St. Paul CARE, stands for
Cops Autism Response Education, is a collaborative effort between parents and the police dealing with people on the autism spectrum. It deals with training officers on how to deal with people on the spectrum, and how to interact with families and the individuals on the spectrum, making sure officers are interacting with those on the spectrum in a non-crisis mode, whether it’s children, adults, so we have a community with police and those on the spectrum. 1 in 59 people are diagnosed with autism. We also know that people with autism, because of their disability, are 7 to 12 times more likely to interface with law enforcement for a multitude of reasons. And what CARE has really done, and what Officer Rob Zink have really done, is that they have found a way to create a multi-faceted response that’s really diligent because it thinks about education, it thinks about that genuine connection with families that really matters, and it thinks about how to prepare ourselves as a community to give these individuals with autism what they deserve which is a safe place to live, and thrive, and to be who they are. It might mean a video, or it might mean a walk, or ice cream, that interacts with that child or adult that is on the autism spectrum that calms them down that feels, “Okay, we’ve had a bad encounter with the police, but they came back. And we had a good walk or we went out to McDonald’s with them, and we could sit down and talk with them on a good on a day that we had no problems.” So that means an awful lot to these kids as a trust level.

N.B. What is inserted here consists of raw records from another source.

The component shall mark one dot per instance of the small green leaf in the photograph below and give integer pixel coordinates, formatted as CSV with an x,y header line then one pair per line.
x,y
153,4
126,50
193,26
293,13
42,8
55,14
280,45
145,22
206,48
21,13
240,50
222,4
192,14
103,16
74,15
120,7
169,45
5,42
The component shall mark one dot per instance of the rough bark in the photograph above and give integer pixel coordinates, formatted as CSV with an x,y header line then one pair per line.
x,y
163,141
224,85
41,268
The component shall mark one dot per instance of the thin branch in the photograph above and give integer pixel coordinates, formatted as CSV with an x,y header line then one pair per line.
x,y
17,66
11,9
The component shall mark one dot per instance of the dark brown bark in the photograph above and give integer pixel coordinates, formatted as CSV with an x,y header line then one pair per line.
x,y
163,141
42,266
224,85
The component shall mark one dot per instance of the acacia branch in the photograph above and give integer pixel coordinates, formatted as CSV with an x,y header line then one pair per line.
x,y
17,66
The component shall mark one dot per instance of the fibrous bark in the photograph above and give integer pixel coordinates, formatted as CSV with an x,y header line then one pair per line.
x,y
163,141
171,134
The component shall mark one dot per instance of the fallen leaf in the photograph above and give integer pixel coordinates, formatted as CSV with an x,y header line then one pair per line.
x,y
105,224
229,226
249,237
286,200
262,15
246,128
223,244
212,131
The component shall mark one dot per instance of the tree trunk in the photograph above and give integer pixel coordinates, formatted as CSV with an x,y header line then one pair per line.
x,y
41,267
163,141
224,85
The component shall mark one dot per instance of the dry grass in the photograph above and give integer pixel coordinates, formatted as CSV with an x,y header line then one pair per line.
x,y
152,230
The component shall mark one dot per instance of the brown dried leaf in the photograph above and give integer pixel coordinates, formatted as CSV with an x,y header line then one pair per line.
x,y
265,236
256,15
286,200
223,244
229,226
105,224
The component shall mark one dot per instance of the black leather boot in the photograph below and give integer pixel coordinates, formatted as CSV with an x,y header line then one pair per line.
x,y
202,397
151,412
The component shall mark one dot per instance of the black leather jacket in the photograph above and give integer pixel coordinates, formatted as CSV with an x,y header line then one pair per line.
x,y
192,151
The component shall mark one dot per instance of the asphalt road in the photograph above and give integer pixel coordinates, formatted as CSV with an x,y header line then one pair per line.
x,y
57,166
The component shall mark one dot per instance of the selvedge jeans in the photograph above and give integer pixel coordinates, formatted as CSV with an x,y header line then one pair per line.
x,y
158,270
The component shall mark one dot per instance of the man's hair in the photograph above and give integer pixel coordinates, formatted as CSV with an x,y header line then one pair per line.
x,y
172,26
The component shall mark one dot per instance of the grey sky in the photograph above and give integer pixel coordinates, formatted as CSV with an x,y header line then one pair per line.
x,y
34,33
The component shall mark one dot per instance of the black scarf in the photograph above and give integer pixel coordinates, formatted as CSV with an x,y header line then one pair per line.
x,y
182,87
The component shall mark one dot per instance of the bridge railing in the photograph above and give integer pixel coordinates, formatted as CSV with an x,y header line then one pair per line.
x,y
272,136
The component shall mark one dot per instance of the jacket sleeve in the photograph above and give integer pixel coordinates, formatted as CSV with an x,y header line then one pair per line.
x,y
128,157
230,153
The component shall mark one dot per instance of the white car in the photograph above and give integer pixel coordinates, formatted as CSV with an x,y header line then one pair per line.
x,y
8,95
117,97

I have two boys on the autism spectrum. Mainly my younger son, my 13-year old, he ran a lot. So, we would have to call the police quite often. They seemed to deal with him in a different way than they maybe would just a typical,
neurotypical, person. And that’s impressive to me. I think that that is why my son’s not afraid
to get in a cop car. He’s not afraid because he knows that they’re going to help him, and they’re not going to hurt him. Not everybody is the same, and that’s very true for people on the spectrum. What might calm one person down might not calm another. And that’s where a tool like the VITALS app really comes into play and gives law enforcement the information they need to really treat everybody and meet them where they’re at. The VITALS app is a new app designed to help keep people with invisible and visible disabilities and conditions safe specifically when they’re in close proximity with any first responder. Our connection with the CARE program is through Officer Zink and the Autism Society who were both founding partners as we developed the VITALS app. Rob and the other officers of CARE have really endeared themselves to us because it’s become clear that this is a cause that they believe is really important. I don’t think they just do it for their own families or even necessarily for their own city but they do it because they believe in the cause in supporting people with autism throughout their lives wherever they live, in whatever way they can.